|Smith, Lincoln - Link|
Submitted to: Biocontrol Science and Technology
Publication Type: Peer Reviewed Journal
Publication Acceptance Date: 12/22/2010
Publication Date: 2/18/2011
Citation: Smith, L., Fisher, A.J., Woods, D.M. 2011. Climatic analysis to determine where to collect and release Puccinia jaceae var. solstitialis for biological control of yellow starthistle. Biocontrol Science and Technology. 21(3):333-351. Interpretive Summary: The rust pathogen, Puccinia jaceae var. solstitialis, collected in Turkey was released in California for classical biological control of yellow starthistle, which is an invasive alien weed. Efficacy of this rust pathogen appears to be limited by climatic requirements. This study used the computer program, CLIMEX, to determine which climatic factors affect establishment of the rust. The rust requires at least an 8 hour dew period in order to germinate and infect the plant, and it is able to grow at temperatures between 10 and 30°C. The analysis predicts that establishment of the rust is limited to the coastal hill and Sierra foothill regions in California. Therefore, other accessions of the rust which are better adapted to the hot dry summer weather of Central California are needed to control the weed in this region. Technical limitations of the computer program are also discussed.

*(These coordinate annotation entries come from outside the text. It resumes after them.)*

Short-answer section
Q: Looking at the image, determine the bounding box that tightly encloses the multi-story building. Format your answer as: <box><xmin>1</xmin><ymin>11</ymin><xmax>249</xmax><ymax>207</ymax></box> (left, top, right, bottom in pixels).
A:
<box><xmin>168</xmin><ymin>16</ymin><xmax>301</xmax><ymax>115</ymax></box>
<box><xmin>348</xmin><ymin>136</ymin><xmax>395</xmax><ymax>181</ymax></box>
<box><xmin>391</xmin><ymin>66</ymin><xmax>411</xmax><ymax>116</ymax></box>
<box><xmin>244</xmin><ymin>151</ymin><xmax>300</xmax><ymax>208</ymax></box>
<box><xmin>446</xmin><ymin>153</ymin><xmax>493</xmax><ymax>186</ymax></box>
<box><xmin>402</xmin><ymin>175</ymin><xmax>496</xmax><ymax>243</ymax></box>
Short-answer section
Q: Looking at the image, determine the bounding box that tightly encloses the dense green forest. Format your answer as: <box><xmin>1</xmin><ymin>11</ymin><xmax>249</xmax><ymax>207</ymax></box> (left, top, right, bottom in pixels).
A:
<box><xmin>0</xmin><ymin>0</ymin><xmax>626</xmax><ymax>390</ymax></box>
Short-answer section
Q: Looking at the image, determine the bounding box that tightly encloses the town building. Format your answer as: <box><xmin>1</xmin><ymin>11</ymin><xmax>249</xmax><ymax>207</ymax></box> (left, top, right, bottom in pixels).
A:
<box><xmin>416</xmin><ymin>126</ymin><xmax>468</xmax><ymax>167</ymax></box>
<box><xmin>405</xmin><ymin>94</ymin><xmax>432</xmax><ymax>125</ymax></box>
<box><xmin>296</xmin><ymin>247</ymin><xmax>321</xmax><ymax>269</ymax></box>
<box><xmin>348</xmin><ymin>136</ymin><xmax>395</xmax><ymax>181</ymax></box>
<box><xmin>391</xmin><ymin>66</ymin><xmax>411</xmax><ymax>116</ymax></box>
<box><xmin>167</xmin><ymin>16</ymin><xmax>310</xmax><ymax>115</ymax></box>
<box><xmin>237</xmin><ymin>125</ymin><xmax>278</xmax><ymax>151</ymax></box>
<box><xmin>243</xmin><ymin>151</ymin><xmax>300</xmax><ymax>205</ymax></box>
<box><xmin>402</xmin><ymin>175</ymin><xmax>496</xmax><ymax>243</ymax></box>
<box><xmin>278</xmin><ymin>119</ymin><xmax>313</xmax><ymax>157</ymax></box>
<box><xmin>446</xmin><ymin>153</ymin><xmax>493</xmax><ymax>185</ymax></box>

Technical Abstract: The computer program, CLIMEX, was used to study the hypothesis that the low establishment rate of the yellow starthistle rust is caused by poor adaptedness to climate in California. Use of the Match Climates function failed to correctly predict the potential geographic distribution of the rust because 1) it did not incorporate dew period, which is a critical requirement for infection during spring and summer, and 2) it used climatic data during times of the year when the fungus is dormant, and thus not relevant. A Compare Locations model for the rust based on knowledge of its environmental requirements and geographic distribution in California indicates that the rust is likely to establish well only in the coastal hills and Sierra foothills of California. Areas in California's Central Valley, where yellow starthistle is highly invasive, are not suitable for the fungus because of dry and/or heat stress during the summer. The Match Climates function and Compare Locations model were used to predict the best locations in Eurasia to search for rust accessions that should be better adapted to the climate in central California.